The most interesting part of a coffee table book on The Day Kennedy Died, by the editors of Life magazine, which I guess still exists in some form, is an inserted reproduction of the memorial issue of Life from the week after the event. True, I could have browsed through this any time at the library, but the point is, I didn't.
The ads! Cigarettes, land yachts, equally ungainly home appliances (did portable dishwashers ever work right?), a full page ad from The Phone Company urging readers to call long distance, which might seem unnecessary from a more recent viewpoint, but in those days they needed a big ad to get customers, because in those days long distance phone calls cost the earth.
Other news: A list of Christmas events nationwide reveals that the sing-along Messiah had already been invented, right here in San Francisco. A tskish article by Teddy White on the background to the rise in Black militancy is filled with sweeping generalizations and phrases like "the Negro leaders." The leaders in question are mostly city councilmembers; MLK is mentioned but not discussed, and Malcolm X does not exist.
On the assassination itself: This is the issue with a four-page spread that first published excerpts from the Zapruder film. What I had not known is that nowhere does the caption say who took the photos, or under what circumstances, or even that they're movie frames rather than conventional still pictures. And not only did the editors delete the frame showing the second shot, that hit JFK in the head, they also deleted it from the description.
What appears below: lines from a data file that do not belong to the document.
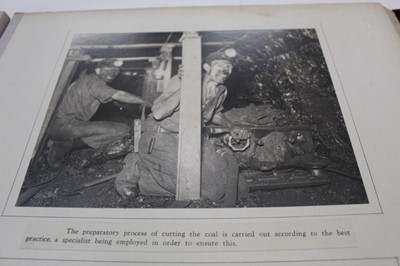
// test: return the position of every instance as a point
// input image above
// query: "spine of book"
(9, 30)
(4, 20)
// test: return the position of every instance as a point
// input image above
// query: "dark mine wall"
(287, 69)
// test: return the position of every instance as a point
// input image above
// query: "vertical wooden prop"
(189, 155)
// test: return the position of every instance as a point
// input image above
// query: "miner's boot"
(232, 178)
(57, 152)
(126, 182)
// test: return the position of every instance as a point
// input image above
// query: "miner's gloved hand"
(239, 133)
(127, 179)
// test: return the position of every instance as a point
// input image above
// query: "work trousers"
(94, 133)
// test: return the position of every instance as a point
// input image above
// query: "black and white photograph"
(207, 119)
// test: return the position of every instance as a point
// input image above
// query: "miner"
(80, 103)
(153, 170)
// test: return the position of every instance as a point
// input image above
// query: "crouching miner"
(80, 103)
(153, 170)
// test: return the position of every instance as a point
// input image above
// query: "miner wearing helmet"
(154, 169)
(81, 101)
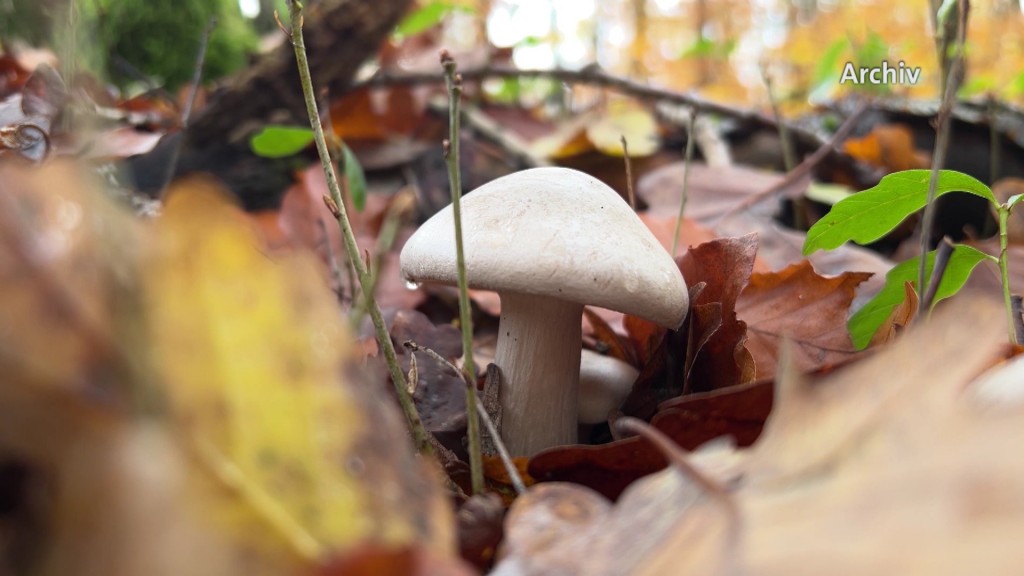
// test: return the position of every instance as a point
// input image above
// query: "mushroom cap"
(553, 232)
(604, 383)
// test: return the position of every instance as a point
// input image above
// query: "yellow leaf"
(252, 353)
(634, 123)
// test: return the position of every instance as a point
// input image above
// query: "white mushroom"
(604, 383)
(549, 241)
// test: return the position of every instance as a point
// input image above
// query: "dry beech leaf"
(689, 420)
(889, 147)
(899, 319)
(890, 464)
(887, 466)
(663, 524)
(802, 305)
(67, 254)
(725, 265)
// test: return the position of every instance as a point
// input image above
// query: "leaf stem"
(454, 83)
(1004, 213)
(351, 248)
(948, 85)
(687, 161)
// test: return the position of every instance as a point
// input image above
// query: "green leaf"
(707, 48)
(426, 17)
(872, 213)
(1013, 201)
(281, 141)
(355, 177)
(866, 321)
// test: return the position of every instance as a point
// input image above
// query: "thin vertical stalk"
(420, 436)
(454, 83)
(687, 160)
(1004, 213)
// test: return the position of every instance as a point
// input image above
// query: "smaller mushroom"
(604, 383)
(549, 241)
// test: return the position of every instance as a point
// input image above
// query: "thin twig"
(942, 254)
(503, 452)
(331, 260)
(805, 167)
(687, 163)
(204, 41)
(454, 83)
(630, 192)
(592, 76)
(420, 436)
(949, 82)
(485, 126)
(1017, 304)
(788, 154)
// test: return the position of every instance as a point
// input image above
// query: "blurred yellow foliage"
(189, 393)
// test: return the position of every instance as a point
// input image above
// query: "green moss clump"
(160, 39)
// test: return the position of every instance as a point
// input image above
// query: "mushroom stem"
(539, 343)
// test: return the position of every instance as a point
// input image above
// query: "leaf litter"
(199, 369)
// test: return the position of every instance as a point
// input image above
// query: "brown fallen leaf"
(673, 522)
(888, 466)
(725, 265)
(899, 319)
(889, 147)
(690, 421)
(804, 306)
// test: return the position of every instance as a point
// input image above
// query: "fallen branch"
(592, 76)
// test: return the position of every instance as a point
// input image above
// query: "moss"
(160, 39)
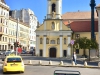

In this version there's only the one that got him in the neck, and though the caption mentions "blood flowing from the President's head," it says that Jackie "cradles him in her arms" and then inexplicably "scrambles out of her seat and crawls onto the trunk of the car in a pathetic search for help" instead of for the real reason, which is that she was instinctively trying to retrieve a piece of his skull. A useful reminder of how confused early reports of all sudden tragedies are.